SANA-WM, a 2.6B open-source world model for 1-minute 720p video

· ai design · Source ↗

TLDR

  • Paper introduces SANA-WM, a 2.6B-parameter world model generating 60-second 720p camera-controlled video on a single GPU.

Key Takeaways

  • Hybrid Linear Attention pairs frame-wise Gated DeltaNet with periodic softmax attention for memory-efficient minute-scale coherence.
  • Dual-Branch Camera Control follows 6-DoF metric trajectories via a coarse global pose branch and a fine pixel-aligned geometric branch.
  • Two-stage pipeline: a 17B long-video refiner sharpens texture and late-window quality on top of the 2.6B backbone.
  • Trained on ~213K public video clips in 15 days on 64 H100s; distilled variant runs on a single RTX 5090 with NVFP4 quantization in 34 seconds per clip.
  • Benchmarks show stronger action-following than prior open-source baselines and comparable visual quality to LingBot-World and HY-WorldPlay at 36x higher throughput.

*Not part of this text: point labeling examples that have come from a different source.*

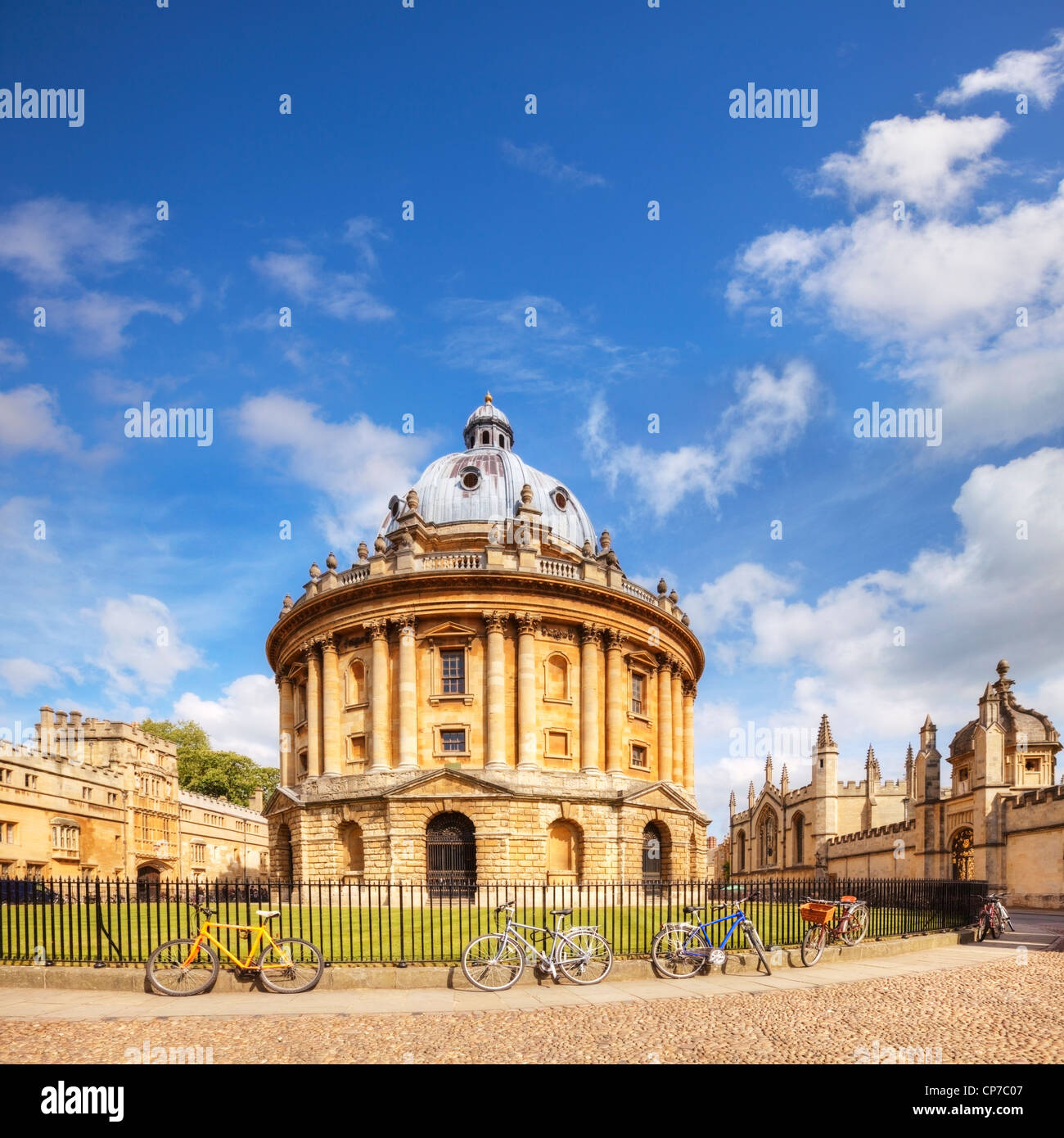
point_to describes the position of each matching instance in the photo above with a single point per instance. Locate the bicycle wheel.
(177, 968)
(857, 925)
(585, 957)
(813, 945)
(493, 963)
(679, 953)
(291, 965)
(757, 946)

Hacker News Comment Review

  • Weights are not yet released despite “open-source” framing; the codebase is public on GitHub but model weights are listed as coming “soon”, drawing sharp skepticism.
  • Commenters debate what “world model” means here: consensus is it is a video generator that reacts to game-like controls, not a scene-graph or abstract physical representation.
  • Several builders note the outputs look synthetic and game-like, likely due to Unreal Engine training data, raising questions about real-world generalization.

Notable Comments

  • @jubilanti: “Weights or it didn’t happen” – flags the gap between “open-source” marketing and unreleased weights.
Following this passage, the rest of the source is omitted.